Caroline Flack and Olly Murs at the launch of the X Factor Press in August 2015

"We were slammed week after week and we could not do anything good," she continued.

"I would have been able to walk on the water for a week and have been told that I did not know how to swim." Even though I had gone there, did seven pirouettes and the splits, and magically took rabbits out of my hat, people would be gone. " But where is Dermot? & # 39 ;. I was delivering a lost battle in advance. "

At the British Academy Television Awards in May 2016, host Norton joked that viewers might have a better chance of seeing Anne Boleyn, who was performing, come back for the second series of BBC Two's historical drama. Wolf Hall that Flack coming back as X factor presenter.

"I was sitting in my dress, I had no more one, and Graham's first joke was basically:" There is more chance that Anne Boleyn will come back to Wolf Hall"Flack recounted.

"I'm sure it was pretty funny but not so much when you are the person who lives this life sitting in the BAFTA and the cameras are on you.

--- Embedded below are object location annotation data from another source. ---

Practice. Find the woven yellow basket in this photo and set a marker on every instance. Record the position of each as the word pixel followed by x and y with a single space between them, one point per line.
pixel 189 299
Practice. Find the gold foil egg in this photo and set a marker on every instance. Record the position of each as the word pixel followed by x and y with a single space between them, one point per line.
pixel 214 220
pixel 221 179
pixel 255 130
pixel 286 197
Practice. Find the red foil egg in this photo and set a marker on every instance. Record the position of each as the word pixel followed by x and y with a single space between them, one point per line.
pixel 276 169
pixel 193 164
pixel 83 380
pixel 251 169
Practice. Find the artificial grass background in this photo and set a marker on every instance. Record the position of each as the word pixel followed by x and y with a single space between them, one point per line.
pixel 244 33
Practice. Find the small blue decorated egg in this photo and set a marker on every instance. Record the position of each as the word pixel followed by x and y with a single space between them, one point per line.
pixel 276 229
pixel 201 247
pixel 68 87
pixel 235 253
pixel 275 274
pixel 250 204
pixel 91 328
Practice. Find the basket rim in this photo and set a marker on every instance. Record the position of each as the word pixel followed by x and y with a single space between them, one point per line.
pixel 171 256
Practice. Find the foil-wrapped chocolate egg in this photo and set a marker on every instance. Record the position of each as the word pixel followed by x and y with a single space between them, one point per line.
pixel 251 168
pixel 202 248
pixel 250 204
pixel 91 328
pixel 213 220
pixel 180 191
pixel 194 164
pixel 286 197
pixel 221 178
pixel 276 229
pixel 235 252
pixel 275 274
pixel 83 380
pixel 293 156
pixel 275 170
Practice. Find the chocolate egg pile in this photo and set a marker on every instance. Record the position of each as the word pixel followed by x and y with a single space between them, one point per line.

"I remember the person next to me touching my arm sympathetically and just trying not to cry, I went home pretty soon after, it was really horrible and my lowest point."

Flack said his fight against depression began after his coronation Strictly Come Dancing champion in December 2014.

Caroline Flack was strictly 2014 champion with professional dancer Pasha Kovalev – they will be meeting at this year's Christmas Special Edition

"It all started the day after I won Strictly," she said. "I woke up and felt as if someone had covered me with a stretch film.

"I could not get up and I could not get up at all next year I felt silly, so sad when I came to win the biggest TV show and I had a job unbelievable.

"However, I felt like I was holding on with a piece of string that could snap at any moment.

"People see the lifestyle of celebrities and badume that everything is perfect, but we are like everyone else.Everyone is fighting against something emotional behind closed doors – that's life Celebrity does not make you happy.

"Celebrity does not make you happy"

"Antidepressants have helped me get up in the morning and have prevented me from being sad, but they also prevent you from being happy.

"Then I was just in that numbed state.I stopped laughing jokes, and it's just not me."

"I left them after six months, when I realized that feeling something was better than feeling nothing at all."

Flack, who celebrated a BAFTA victory for Island of love in May and debuts in the West End Chicago, said she wanted to help eliminate the stigma surrounding mental health.

"You would tell people if you took Nurofen or Lemsip, but no antidepressants," she continued.

"There is a stigma around that, I had a habit of going to the pharmacist to get my prescription back on a Sunday, thinking that the pharmacist probably had seen me on TV the night before." previous night.

"I was mortified, what I know now is ridiculous and everything was in my head."